Was gibt dir Hoffnung?

Der Slogan „Frau, Leben, Freiheit“. Geschlechter- und wirtschaftliche Gleichstellung sowie Verwirklichung der Grundrechte von Kindern. Der Tag, an dem wir keine Kinderarbeit, Kindersoldaten und Kinderheirat mehr haben. Der Tag, an dem Frauen, Männer und unsere LGBTQ+ und geschlechtsspezifischen Minderheiten im Iran-Parlament, in Ministerien, Organisationen, Universitäten und Schulen gleiche Chancen genießen. Der Tag, an dem das mittelalterliche Regime nicht länger über mein Heimatland herrscht und menschliche Gesetze sowie Gerechtigkeit für alle gleich sind. Der Tag, an dem niemand hingerichtet oder ausgepeitscht wird. Der Tag, an dem keine Gesetze gegen Frauenkörper erlassen werden. Der Tag, an dem unsere Katzen und Hunde nicht getötet werden und unsere Umwelt geschützt wird. Dann träume ich von dem Tag, an dem ich durch die Reisfelder meiner Heimatstadt Sari in Mazandaran wandern kann. Dem Geruch von Reisfeldern. Dem Duft von Orangenbäumen im April am Südrand des Kaspischen Meeres. Und dem Klang unserer Katzen in den Straßen und Gassen des Iran.

Was möchtest du noch loswerden?

Seit vielen Jahren ist in den großen Städten der Welt die Empathie für die Iraner*innen als Symbol der Freiheit etabliert. Amerika und Kanada sind auf diesem Gebiet führend. Am 12. Oktober hisste ein Bürgermeister von Ontario die Löwen- und Sonnenflagge des Iran. In der Schweiz und in Holland wurde das Lied von Shervin Hajipour, untermalt von dem Bild von Jina Mahsa Amini und den Farben der iranischen Flagge, an den Bahnhöfen gespielt. Vielleicht wäre es gut, wenn sich Stuttgart überlegen würde,

„Frau, Leben, Freiheit“

mit den drei Farben Grün, Weiß und Rot zu präsentieren, da er ein universeller Slogan ist. Feminismus ist transnational und global. Und der Erfolg der feministischen Iranischen Revolution kann zur Gleichstellung der Frauen im Nahen Osten, in Afghanistan und Nordafrika führen. Und indem sie Gleichberechtigung lehrt und fördert, wird sie eine besondere Wirkung auf die nächsten Generationen von Einwander*innen in Europa haben.

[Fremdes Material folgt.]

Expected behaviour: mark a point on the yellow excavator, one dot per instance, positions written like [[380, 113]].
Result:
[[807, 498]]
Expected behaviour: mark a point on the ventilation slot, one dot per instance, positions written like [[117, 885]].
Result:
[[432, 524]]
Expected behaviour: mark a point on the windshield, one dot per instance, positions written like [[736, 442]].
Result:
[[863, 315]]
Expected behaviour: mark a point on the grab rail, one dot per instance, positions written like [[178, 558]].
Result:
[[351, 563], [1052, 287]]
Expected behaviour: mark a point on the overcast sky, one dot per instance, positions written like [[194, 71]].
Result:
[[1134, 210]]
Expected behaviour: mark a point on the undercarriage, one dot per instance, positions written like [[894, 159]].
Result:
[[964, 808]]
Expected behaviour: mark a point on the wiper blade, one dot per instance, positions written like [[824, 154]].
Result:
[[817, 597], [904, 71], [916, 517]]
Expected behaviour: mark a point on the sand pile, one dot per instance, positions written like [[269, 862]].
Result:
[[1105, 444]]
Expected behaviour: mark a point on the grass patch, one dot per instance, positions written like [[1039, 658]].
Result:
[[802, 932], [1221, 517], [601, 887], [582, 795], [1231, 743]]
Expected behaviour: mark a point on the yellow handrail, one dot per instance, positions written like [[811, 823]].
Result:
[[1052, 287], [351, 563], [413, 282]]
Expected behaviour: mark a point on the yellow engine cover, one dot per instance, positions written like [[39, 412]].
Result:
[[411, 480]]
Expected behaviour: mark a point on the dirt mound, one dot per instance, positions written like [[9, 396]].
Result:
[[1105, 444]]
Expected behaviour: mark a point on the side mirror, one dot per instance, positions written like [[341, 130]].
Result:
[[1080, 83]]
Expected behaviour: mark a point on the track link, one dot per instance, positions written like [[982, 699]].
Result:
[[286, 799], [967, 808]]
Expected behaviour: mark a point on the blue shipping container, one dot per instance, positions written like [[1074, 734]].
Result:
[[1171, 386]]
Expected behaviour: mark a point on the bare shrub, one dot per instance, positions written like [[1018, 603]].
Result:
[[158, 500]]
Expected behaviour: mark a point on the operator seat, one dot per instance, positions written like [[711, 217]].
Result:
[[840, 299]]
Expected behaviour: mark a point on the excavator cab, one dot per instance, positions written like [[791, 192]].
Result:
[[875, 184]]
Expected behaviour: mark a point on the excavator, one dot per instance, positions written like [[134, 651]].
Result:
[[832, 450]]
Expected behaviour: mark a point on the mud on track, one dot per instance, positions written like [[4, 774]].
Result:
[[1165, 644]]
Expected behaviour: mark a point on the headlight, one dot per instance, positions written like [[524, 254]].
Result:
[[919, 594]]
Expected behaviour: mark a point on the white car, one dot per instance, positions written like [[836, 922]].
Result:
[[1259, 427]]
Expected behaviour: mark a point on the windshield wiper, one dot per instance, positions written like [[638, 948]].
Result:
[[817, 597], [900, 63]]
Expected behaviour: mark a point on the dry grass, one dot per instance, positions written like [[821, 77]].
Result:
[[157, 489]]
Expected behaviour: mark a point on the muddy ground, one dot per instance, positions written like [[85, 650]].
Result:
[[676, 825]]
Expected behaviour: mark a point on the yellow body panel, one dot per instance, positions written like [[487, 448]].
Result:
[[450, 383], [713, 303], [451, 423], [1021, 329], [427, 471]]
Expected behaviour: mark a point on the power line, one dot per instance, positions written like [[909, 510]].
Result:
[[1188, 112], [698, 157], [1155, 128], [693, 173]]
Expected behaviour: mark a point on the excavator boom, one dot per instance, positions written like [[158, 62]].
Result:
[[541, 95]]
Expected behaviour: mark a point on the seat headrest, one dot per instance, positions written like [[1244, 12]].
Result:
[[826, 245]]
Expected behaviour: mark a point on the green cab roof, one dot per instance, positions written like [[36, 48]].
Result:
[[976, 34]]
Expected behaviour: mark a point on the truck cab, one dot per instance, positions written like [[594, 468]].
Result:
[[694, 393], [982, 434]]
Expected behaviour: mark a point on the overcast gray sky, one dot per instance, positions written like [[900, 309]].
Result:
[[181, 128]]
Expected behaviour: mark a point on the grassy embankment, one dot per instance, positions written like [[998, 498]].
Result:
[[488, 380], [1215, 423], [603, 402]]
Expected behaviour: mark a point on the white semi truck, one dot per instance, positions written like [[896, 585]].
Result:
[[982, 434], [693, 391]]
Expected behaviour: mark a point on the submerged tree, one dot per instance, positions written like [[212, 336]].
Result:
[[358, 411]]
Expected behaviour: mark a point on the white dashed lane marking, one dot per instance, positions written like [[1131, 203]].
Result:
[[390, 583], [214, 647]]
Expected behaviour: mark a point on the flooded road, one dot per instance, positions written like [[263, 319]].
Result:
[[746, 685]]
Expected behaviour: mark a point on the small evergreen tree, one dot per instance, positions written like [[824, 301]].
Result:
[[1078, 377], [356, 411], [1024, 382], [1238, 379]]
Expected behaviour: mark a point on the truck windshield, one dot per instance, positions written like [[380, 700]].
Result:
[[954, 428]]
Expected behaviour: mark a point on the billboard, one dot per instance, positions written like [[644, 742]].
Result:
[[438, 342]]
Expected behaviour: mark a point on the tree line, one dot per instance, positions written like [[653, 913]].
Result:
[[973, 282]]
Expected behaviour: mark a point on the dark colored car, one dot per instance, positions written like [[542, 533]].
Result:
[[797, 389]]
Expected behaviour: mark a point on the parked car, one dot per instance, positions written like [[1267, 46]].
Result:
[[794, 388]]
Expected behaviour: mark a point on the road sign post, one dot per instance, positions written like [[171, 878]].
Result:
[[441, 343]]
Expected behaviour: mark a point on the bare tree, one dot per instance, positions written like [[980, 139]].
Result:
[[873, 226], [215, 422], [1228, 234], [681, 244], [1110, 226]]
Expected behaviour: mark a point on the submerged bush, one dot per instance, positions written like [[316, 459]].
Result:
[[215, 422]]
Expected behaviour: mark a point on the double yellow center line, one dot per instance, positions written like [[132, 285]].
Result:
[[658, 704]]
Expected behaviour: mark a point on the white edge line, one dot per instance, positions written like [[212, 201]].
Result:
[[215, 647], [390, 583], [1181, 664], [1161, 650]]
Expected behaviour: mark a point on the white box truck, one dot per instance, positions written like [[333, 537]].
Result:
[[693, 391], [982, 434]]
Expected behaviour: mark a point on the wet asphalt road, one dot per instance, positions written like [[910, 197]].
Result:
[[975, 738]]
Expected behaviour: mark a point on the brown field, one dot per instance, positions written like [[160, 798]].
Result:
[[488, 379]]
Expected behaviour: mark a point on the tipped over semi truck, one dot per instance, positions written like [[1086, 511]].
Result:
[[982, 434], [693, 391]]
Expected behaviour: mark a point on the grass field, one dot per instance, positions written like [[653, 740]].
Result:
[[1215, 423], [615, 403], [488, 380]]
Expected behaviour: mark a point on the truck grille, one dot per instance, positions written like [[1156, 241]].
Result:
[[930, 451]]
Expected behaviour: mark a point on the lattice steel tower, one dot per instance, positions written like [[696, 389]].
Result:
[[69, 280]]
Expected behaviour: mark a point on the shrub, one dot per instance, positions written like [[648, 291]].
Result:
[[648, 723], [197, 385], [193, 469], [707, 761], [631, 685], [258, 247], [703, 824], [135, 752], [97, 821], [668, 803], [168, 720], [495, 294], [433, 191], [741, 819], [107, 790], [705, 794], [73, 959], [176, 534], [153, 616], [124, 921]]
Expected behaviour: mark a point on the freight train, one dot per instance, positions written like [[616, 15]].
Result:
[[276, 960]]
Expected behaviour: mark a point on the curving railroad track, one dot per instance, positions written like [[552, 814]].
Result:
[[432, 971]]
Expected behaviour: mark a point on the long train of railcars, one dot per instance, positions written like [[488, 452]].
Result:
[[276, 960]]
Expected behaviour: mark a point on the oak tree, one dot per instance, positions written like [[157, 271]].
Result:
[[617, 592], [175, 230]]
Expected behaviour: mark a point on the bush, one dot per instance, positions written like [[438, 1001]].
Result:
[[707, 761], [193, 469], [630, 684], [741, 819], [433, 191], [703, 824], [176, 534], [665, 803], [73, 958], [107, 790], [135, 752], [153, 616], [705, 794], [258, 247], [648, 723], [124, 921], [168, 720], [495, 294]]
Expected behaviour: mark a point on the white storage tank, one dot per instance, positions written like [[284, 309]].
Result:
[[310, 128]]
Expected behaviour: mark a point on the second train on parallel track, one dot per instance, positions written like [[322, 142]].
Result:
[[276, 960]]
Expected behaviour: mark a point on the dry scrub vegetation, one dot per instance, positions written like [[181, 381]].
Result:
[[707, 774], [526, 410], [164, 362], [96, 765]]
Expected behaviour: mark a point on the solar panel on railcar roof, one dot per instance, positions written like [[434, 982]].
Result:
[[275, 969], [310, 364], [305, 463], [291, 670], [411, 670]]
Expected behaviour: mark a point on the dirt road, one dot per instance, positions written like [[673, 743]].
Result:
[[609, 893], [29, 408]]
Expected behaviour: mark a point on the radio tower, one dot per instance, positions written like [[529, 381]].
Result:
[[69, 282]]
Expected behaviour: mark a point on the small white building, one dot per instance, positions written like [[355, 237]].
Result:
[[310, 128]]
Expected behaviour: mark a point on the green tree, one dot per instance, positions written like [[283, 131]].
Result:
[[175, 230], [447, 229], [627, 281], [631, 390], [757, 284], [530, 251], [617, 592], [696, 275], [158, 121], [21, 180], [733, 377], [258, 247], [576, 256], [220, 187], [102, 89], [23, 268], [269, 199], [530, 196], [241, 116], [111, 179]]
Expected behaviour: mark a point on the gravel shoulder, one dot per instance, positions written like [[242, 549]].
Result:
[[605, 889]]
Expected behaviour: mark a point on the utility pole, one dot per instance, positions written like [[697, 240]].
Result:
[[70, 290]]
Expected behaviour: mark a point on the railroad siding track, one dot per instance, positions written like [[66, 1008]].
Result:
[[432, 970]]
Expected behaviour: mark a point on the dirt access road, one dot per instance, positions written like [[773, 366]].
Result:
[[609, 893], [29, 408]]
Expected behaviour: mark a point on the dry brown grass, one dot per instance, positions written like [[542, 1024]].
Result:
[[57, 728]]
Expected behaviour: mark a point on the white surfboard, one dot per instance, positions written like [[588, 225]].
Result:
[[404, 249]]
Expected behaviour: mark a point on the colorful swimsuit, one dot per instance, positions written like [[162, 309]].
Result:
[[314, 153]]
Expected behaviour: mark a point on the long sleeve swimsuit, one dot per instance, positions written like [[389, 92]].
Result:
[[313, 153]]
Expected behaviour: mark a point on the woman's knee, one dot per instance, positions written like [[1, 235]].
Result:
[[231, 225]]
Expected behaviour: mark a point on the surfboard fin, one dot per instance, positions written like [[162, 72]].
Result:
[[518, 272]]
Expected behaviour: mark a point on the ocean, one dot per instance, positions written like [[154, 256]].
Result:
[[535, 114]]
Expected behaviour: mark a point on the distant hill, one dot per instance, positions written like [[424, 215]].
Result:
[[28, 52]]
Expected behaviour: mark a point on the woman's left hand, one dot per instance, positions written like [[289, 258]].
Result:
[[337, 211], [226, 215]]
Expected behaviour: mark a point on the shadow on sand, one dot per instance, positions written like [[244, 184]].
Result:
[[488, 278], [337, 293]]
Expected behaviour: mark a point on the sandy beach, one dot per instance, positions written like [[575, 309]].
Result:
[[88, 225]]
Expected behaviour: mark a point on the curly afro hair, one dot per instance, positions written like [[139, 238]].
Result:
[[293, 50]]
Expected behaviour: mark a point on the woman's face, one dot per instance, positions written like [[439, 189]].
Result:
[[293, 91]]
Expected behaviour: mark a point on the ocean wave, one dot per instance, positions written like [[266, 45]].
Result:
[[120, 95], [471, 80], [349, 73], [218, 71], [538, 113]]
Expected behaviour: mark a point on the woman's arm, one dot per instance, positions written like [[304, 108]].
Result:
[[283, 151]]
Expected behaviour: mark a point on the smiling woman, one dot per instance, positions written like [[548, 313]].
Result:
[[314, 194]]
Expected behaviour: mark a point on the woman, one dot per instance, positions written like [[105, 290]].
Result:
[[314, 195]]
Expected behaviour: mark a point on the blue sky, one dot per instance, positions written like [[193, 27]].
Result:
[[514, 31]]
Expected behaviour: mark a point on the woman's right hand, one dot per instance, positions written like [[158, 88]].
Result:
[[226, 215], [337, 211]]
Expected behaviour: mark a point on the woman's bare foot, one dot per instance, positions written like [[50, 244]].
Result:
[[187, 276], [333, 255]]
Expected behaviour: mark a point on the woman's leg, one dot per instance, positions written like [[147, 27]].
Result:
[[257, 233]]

Das Angebot von Beratung, Sozialdienste und die Aufmerksamkeit der Kommunen können unseren Schmerz ein wenig lindern, damit wir stark bleiben und weiterkämpfen können. Der 21. März ist Nowruz. Fest des Neujahrs für uns Iraner. Nowruz bedeutet neuer Tag. Es bedeutet, die Dunkelheit des Winters loszuwerden. Es wird der Fall sein, dass wir in diesem Jahr, wie 2019, viele junge Menschen durch Morde des Regimes verloren haben. Vielleicht kann die Schaffung eines Raums für das iranische Nowruz durch iranische Menschenrechtsaktivist*innen der deutschen Gesellschaft zeigen, welcher der Kurs seit Tausenden von Jahren ist und warum wir uns nicht auf die historischen Elemente der Vergangenheit konzentrieren, sondern die Konzepte von Gerechtigkeit, Freiheit und Gleichheit für die Entwicklung unseres Mutterlandes betonen.